From 2ce94a867b15d96bd49eb8807d39df950f3a1087 Mon Sep 17 00:00:00 2001
From: David Mitchell <davem@iabyn.com>
Date: Sun, 3 Dec 2017 16:38:37 +0000
Subject: [PATCH] re_intuit_start(): skip too short variant utf8 pat

RT #132187

This function searches in the target string for known fixed substrings
of the pattern, either to quickly reject the match, or to find a minimum
start point at which to run the full regex engine.
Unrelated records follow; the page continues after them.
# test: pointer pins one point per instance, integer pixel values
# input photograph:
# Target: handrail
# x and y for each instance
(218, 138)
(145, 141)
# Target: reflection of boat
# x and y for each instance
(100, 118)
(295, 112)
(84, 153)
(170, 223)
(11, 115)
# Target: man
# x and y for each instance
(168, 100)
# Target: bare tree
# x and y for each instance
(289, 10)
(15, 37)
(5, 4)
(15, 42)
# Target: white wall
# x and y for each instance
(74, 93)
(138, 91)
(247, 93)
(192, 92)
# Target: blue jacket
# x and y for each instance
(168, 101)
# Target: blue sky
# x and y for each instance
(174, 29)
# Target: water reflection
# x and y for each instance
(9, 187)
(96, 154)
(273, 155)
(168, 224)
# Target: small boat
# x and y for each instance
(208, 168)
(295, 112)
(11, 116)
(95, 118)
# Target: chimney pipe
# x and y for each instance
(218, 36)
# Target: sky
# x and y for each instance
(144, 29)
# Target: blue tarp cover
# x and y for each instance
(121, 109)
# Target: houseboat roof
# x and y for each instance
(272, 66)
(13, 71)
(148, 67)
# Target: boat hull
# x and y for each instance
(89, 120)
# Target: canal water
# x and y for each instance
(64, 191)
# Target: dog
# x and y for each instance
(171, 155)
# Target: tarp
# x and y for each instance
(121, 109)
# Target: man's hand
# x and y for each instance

If the target string is utf8 and the pattern is non-utf8 but contains
chars in the rang 0x80-0xff, the fixed substring to be searched for will
be upgraded to utf8, which causes its length to grow. This can defeat an
early quick rejection test of: "is the known substring longer than the
target string", because that check is done before the upgrade.

It can also trigger the bug reported in the ticket above: a calculation
of the maximum end-point within the target string to find the substring
goes wrong, because (endpoint - N1) gets limited to the start point (since
N1 is longer than the string length), and so the moral equivalent of
((endpoint - N1) + N2) then disappears off the end of the string.

The net effect of this bug is that a few bytes off the end of the string
may be read, triggering complaints by ASAN etc, or even a SEGV.

It makes no difference to the match (which should fail and does fail),
except that it might match slower in the unlikely event that the bytes off
the end of the string match that tail of the searched-for substring, in
which case the full regex engine has to be run to finally reject it.

This commit:

1) adds a second length(substr) > length(target string) check
 at the point its going to run the FBM substring search;
2) it tidies up the code that moves the endpoint back, skipping
an expensive utf8 hop-back in more cases.
---
 regexec.c     | 17 +++++++++++++----
 t/re/re_tests |  1 +
 2 files changed, 14 insertions(+), 4 deletions(-)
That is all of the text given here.